A via-crúcis que leva a Belém
Mal sinalizada e esburacada do começo ao fim. É essa a situação do caminho que liga Brasília à capital paraense, como mostra a segunda reportagem da série sobre as rodovias brasileiras

Ulisses Campbell
Enviado Especial

Belém (PA) - A Belém-Brasília é uma estrada de gigantes. As carretas e os ônibus que trafegam por ela costumam ter mais de 10 metros de altura e 20 de comprimento. Algumas árvores que margeiam a maior parte da pista - ou do que resta dela - são seculares e passam dos 40 metros de altura. Cerca de 1,5 milhão de pessoas moram nas 58 cidades e povoados próximos à rodovia. A extensão da via também é imensa: 2,5 mil quilômetros.

O Correio percorreu cada quilômetro que separa Brasília de Belém e constatou que gigantes também são os problemas que cercam a estrada construída pelo presidente Juscelino Kubitschek. O asfalto em toda a rodovia é de péssima qualidade. Há buracos espalhados praticamente por todos os trechos. As poucas placas de sinalização ainda não estão destruídas pelo tempo, mas foram engolidas pelo mato.
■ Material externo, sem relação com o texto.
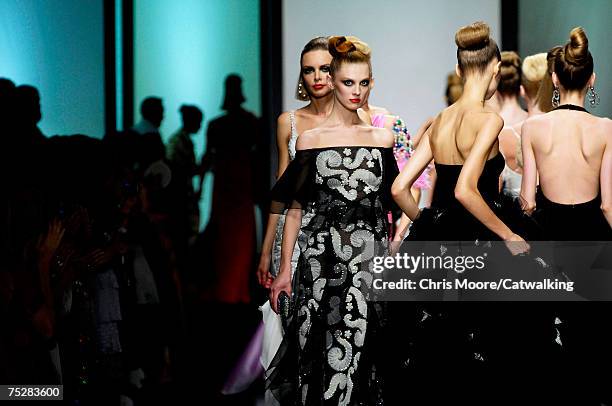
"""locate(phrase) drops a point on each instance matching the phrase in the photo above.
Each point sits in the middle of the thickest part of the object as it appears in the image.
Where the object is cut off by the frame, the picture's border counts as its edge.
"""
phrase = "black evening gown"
(466, 351)
(330, 352)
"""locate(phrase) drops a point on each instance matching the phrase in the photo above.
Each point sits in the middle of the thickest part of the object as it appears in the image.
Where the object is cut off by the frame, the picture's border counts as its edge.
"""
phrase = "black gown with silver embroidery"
(328, 355)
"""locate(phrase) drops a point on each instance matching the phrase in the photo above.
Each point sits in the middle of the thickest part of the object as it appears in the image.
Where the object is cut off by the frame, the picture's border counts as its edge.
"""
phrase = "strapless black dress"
(466, 351)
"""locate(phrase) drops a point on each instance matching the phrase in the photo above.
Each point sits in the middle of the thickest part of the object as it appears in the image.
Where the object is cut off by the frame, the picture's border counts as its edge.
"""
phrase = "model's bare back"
(568, 147)
(454, 131)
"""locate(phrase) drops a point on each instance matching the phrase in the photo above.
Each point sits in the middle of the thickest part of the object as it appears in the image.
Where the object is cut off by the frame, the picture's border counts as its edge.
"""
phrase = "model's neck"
(575, 97)
(322, 106)
(474, 90)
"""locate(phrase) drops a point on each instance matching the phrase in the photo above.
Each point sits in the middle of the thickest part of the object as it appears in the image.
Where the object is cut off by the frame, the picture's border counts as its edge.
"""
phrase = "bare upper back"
(568, 147)
(454, 131)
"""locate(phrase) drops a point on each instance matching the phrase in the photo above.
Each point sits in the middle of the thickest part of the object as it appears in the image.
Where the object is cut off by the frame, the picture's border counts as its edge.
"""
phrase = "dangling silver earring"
(556, 98)
(301, 92)
(593, 97)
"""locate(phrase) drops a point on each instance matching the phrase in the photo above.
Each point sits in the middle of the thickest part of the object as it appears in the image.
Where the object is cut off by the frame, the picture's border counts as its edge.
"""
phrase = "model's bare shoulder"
(308, 139)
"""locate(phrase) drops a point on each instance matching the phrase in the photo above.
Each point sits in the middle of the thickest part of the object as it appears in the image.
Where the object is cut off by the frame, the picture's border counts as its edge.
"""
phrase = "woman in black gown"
(472, 344)
(570, 151)
(341, 176)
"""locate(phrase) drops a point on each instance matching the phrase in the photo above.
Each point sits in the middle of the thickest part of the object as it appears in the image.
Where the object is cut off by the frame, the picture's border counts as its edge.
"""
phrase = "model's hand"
(527, 207)
(263, 270)
(48, 245)
(281, 283)
(516, 244)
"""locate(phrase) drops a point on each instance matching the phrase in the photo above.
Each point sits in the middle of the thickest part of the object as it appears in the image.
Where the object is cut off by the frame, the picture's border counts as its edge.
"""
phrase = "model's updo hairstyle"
(510, 81)
(475, 48)
(348, 49)
(546, 87)
(315, 44)
(574, 63)
(533, 71)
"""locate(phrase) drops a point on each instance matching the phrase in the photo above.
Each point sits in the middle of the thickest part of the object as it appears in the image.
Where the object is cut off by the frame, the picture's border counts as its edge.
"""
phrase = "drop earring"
(556, 98)
(301, 92)
(593, 97)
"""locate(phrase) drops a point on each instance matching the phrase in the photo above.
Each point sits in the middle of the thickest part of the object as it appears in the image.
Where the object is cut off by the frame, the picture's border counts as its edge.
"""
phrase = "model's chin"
(320, 93)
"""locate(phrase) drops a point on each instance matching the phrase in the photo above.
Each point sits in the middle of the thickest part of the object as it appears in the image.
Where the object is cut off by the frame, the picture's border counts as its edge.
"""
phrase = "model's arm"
(411, 172)
(606, 177)
(530, 171)
(466, 190)
(283, 130)
(293, 221)
(421, 131)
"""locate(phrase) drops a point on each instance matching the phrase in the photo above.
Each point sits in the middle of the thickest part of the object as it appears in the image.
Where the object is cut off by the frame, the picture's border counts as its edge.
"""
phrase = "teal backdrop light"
(58, 47)
(546, 23)
(182, 52)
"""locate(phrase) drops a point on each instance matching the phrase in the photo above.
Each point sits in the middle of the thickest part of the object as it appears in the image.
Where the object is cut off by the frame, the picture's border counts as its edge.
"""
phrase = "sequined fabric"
(328, 355)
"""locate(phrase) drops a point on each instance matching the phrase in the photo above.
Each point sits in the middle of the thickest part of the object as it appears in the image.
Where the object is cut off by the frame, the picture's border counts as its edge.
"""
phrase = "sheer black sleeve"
(295, 189)
(390, 172)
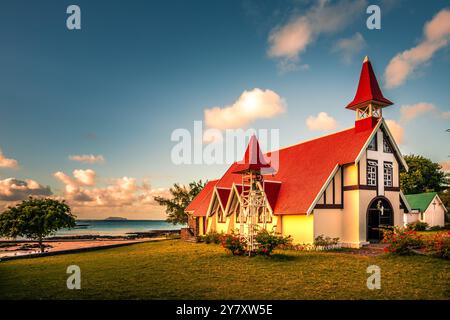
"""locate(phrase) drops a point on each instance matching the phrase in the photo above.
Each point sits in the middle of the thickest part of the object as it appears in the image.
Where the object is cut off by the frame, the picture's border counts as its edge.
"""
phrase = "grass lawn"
(179, 270)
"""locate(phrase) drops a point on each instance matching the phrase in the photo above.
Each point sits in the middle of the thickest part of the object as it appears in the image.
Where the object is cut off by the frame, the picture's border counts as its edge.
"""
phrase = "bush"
(269, 241)
(235, 244)
(325, 243)
(401, 241)
(212, 237)
(199, 238)
(417, 226)
(436, 228)
(439, 245)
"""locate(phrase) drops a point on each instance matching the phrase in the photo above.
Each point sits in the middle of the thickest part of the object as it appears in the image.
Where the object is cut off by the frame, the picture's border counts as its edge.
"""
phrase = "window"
(388, 174)
(373, 144)
(372, 172)
(386, 146)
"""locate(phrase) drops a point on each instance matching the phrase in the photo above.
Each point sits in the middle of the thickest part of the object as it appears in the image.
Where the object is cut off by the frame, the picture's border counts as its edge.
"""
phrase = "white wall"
(435, 215)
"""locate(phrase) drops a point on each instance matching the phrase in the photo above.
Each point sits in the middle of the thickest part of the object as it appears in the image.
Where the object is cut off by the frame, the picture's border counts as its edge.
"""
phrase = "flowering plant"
(234, 243)
(439, 245)
(400, 240)
(268, 241)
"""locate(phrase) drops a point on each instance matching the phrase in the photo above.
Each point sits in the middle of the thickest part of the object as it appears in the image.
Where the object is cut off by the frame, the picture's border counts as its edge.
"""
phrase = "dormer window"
(373, 144)
(372, 172)
(386, 146)
(388, 167)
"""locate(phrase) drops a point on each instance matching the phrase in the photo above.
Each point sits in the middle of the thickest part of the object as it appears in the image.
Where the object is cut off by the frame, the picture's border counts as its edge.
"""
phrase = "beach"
(90, 235)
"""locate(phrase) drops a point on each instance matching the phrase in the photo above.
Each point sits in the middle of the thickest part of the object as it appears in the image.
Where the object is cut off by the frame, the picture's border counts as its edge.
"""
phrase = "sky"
(87, 115)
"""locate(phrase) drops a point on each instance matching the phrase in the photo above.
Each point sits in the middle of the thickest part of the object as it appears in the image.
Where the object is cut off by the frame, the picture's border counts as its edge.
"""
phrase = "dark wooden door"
(379, 214)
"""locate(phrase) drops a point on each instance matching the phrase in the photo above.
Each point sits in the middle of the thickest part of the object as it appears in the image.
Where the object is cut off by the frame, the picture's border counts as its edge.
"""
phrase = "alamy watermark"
(73, 21)
(213, 146)
(374, 280)
(74, 280)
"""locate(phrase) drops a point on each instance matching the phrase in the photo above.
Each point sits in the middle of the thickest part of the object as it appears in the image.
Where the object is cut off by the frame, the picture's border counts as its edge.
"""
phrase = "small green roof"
(420, 201)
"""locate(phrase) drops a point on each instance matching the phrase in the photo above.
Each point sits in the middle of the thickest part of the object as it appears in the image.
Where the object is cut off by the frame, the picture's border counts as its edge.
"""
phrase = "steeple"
(254, 160)
(369, 99)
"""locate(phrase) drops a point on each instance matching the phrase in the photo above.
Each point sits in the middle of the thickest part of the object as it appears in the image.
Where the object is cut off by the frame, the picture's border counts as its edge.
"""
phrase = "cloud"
(7, 163)
(85, 177)
(445, 166)
(322, 122)
(349, 47)
(120, 192)
(445, 114)
(409, 112)
(436, 36)
(13, 189)
(80, 178)
(397, 131)
(287, 42)
(250, 106)
(87, 158)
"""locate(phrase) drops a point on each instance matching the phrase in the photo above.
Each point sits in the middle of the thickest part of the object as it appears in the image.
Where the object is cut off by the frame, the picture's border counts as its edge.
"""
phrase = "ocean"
(116, 227)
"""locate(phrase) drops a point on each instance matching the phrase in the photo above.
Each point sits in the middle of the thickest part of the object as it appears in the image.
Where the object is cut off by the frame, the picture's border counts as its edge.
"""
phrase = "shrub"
(212, 237)
(401, 241)
(235, 244)
(325, 243)
(417, 226)
(268, 241)
(439, 245)
(199, 238)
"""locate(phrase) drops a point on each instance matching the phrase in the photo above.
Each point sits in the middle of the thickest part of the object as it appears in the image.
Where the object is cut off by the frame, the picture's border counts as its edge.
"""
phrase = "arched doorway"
(379, 213)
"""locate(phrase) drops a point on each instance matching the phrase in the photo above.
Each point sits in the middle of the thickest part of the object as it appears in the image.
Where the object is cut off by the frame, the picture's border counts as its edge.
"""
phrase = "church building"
(342, 185)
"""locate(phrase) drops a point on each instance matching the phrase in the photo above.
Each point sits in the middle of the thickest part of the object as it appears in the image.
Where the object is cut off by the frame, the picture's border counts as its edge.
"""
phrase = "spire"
(254, 160)
(368, 89)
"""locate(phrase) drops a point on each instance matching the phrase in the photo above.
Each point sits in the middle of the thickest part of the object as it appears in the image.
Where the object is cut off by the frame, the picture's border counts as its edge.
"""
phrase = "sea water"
(116, 227)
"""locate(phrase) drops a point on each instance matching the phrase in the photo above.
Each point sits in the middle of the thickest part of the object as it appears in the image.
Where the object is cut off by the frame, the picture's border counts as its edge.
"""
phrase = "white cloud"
(7, 163)
(251, 105)
(397, 131)
(321, 122)
(349, 47)
(120, 192)
(85, 177)
(409, 112)
(436, 36)
(87, 158)
(13, 189)
(445, 166)
(445, 114)
(287, 42)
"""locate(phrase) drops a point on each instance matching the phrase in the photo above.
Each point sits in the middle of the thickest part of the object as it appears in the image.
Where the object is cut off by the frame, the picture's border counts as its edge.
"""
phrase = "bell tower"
(369, 100)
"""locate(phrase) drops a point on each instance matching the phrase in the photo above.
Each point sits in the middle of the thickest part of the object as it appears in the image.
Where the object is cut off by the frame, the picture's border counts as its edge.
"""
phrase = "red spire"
(254, 159)
(368, 89)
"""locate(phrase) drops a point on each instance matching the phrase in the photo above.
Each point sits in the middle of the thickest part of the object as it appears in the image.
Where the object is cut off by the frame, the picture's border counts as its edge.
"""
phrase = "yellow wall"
(300, 227)
(328, 222)
(350, 175)
(200, 225)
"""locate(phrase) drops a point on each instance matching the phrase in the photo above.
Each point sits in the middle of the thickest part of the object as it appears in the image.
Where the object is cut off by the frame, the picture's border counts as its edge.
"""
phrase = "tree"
(181, 197)
(36, 219)
(424, 175)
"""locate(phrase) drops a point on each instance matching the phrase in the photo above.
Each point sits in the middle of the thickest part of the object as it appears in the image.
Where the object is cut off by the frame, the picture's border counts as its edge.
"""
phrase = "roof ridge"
(310, 140)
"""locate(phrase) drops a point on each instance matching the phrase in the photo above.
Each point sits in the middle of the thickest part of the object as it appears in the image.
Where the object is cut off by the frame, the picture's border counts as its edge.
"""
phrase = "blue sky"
(137, 70)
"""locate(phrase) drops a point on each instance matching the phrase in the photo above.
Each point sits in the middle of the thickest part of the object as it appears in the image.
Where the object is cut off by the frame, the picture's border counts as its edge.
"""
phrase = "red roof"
(223, 195)
(303, 170)
(254, 159)
(368, 89)
(203, 197)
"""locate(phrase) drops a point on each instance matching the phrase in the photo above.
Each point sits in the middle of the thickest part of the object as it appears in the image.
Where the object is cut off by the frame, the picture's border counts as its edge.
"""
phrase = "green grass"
(178, 270)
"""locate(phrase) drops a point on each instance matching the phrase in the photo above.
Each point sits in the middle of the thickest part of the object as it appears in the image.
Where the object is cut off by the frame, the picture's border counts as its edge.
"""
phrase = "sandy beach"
(26, 248)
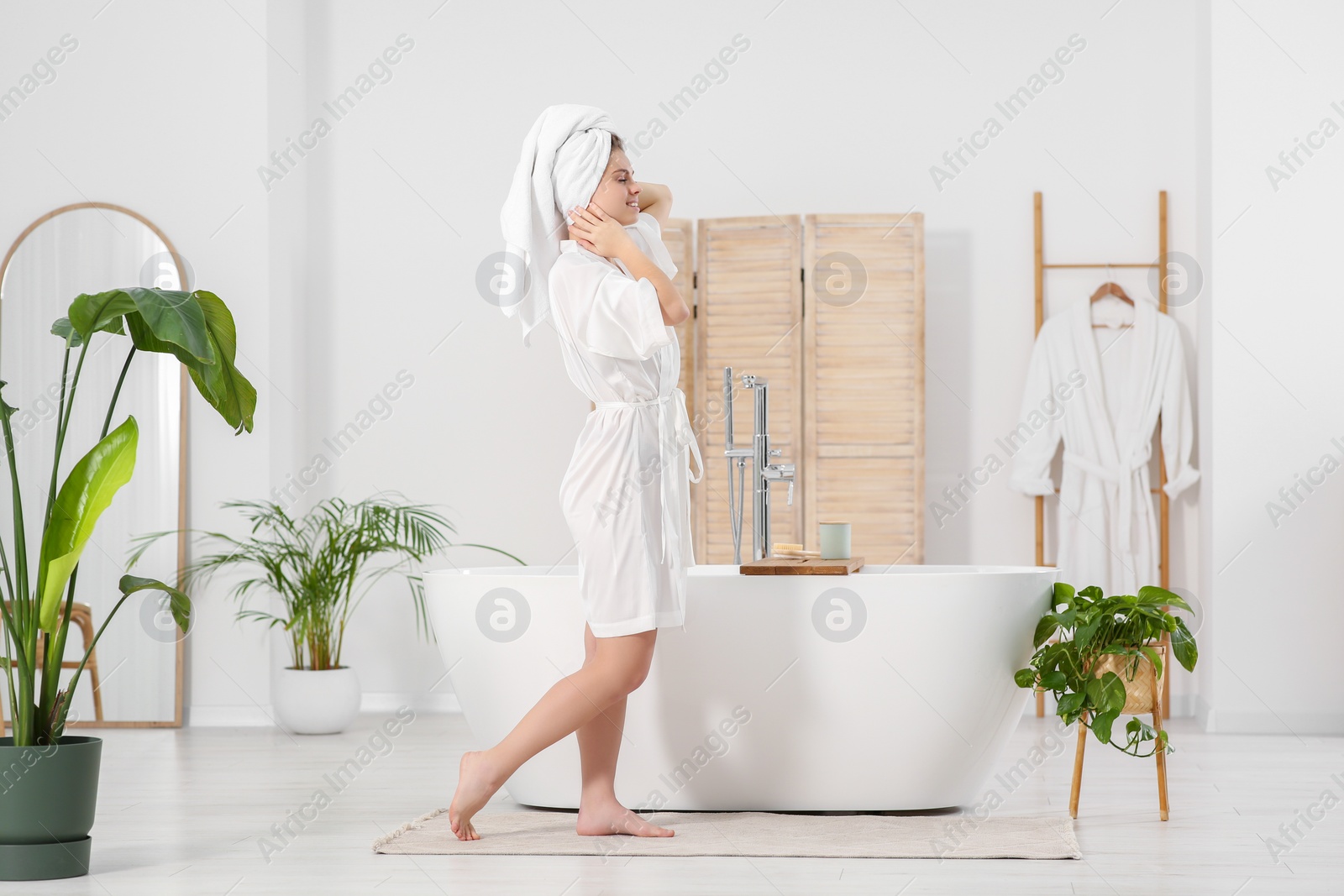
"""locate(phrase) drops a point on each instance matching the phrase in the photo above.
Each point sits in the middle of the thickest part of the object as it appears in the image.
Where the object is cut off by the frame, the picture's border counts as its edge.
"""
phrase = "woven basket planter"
(1142, 685)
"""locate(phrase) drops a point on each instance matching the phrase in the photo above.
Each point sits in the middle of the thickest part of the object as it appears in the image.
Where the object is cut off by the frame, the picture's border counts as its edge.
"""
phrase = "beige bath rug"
(748, 833)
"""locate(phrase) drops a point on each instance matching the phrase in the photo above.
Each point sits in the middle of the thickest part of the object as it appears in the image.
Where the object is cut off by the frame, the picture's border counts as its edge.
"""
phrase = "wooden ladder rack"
(1163, 501)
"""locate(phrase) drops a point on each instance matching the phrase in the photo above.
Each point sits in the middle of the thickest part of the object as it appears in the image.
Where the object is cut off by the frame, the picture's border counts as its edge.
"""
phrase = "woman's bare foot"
(611, 817)
(476, 783)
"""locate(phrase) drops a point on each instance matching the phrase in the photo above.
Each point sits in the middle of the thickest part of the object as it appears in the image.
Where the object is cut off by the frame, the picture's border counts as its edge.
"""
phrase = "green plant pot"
(47, 801)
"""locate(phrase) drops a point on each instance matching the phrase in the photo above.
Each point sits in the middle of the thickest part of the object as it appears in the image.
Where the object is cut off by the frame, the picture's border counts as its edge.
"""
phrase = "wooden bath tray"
(799, 566)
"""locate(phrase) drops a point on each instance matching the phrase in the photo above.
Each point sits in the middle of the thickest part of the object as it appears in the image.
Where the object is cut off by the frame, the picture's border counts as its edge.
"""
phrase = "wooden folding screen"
(749, 309)
(832, 315)
(864, 382)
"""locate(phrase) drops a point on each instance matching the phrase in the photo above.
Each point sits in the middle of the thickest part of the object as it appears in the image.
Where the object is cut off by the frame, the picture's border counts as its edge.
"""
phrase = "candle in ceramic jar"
(835, 540)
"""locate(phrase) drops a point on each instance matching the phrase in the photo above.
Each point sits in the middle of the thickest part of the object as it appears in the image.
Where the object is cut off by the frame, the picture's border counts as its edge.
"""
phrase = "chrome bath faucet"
(763, 472)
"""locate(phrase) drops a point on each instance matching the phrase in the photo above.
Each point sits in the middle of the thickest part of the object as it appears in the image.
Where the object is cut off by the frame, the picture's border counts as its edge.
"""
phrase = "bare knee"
(625, 669)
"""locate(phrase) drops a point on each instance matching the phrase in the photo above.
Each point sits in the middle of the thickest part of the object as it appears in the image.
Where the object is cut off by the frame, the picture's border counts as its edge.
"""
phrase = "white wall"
(362, 259)
(1273, 383)
(160, 107)
(410, 186)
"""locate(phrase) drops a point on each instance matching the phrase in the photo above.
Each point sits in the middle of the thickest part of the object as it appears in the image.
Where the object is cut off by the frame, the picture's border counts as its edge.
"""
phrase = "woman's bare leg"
(600, 745)
(618, 667)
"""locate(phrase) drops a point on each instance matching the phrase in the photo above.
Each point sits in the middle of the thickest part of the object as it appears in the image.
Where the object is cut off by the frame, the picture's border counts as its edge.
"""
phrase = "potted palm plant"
(322, 566)
(50, 786)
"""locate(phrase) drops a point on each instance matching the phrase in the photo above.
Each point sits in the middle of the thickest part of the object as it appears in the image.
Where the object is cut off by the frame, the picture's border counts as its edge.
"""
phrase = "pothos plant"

Gigante ainda é o perigo que representa usar essa estrada. Principalmente à noite. Boa parte do trecho que corta o Pará não tem acostamento. Em Goiás, o excesso de crateras obriga os caminhões a fazer um balé tão perigoso que muitas vezes termina em morte. Sem falar nos riscos de assaltos.

Para quem segue de Brasília rumo à capital paraense, o primeiro obstáculo surge em Anápolis (GO). Tão logo a estrada começa, há uma placa advertindo: Perigo. Trecho em obra permanente. Mas, nem de longe, a mensagem traduz a temeridade que vem pela frente. Nos 15 primeiros quilômetros há quatro desvios e três atoleiros oriundos de construção de pontes que duram mais de dois anos. Por conta desses desvios, a rodovia fica engarrafada durante o dia e início da noite. Na fila do congestionamento, predominam as carretas.

Disputa injusta
A concorrência entre veículos pesados e carros de passeio na Belém-Brasília é injusta. Nos trechos esburacados, um carro popular não passa de 20 quilômetros por hora diante de tantos desvios e inevitáveis ''visitas'' a buracos. Ônibus e caminhões que têm suspensão a ar trafegam a 60 Km/h em pista precária. Só desviam das crateras maiores. ''O impacto nos buracos é diferente porque os carros comuns têm amortecedor de mola'', explica o mecânico Roberto Teixeira.

Na verdade, dirigir na Belém-Brasília à noite é um ato de coragem. No escuro, os donos da estrada são os caminhoneiros. Imponentes, as carretas que eles dirigem correm a até 120 quilômetros por hora. Com suspensão resistente, passam pelos buracos com bem mais velocidade do que os carros de passeio. Com medo de assalto, os carreteiros preferem andar em comboio. Ao ultrapassarem um carro de passeio, deixam para trás uma poeira grossa que compromete a visibilidade. Os caminhoneiros dirigem a noite também para fugir do calor.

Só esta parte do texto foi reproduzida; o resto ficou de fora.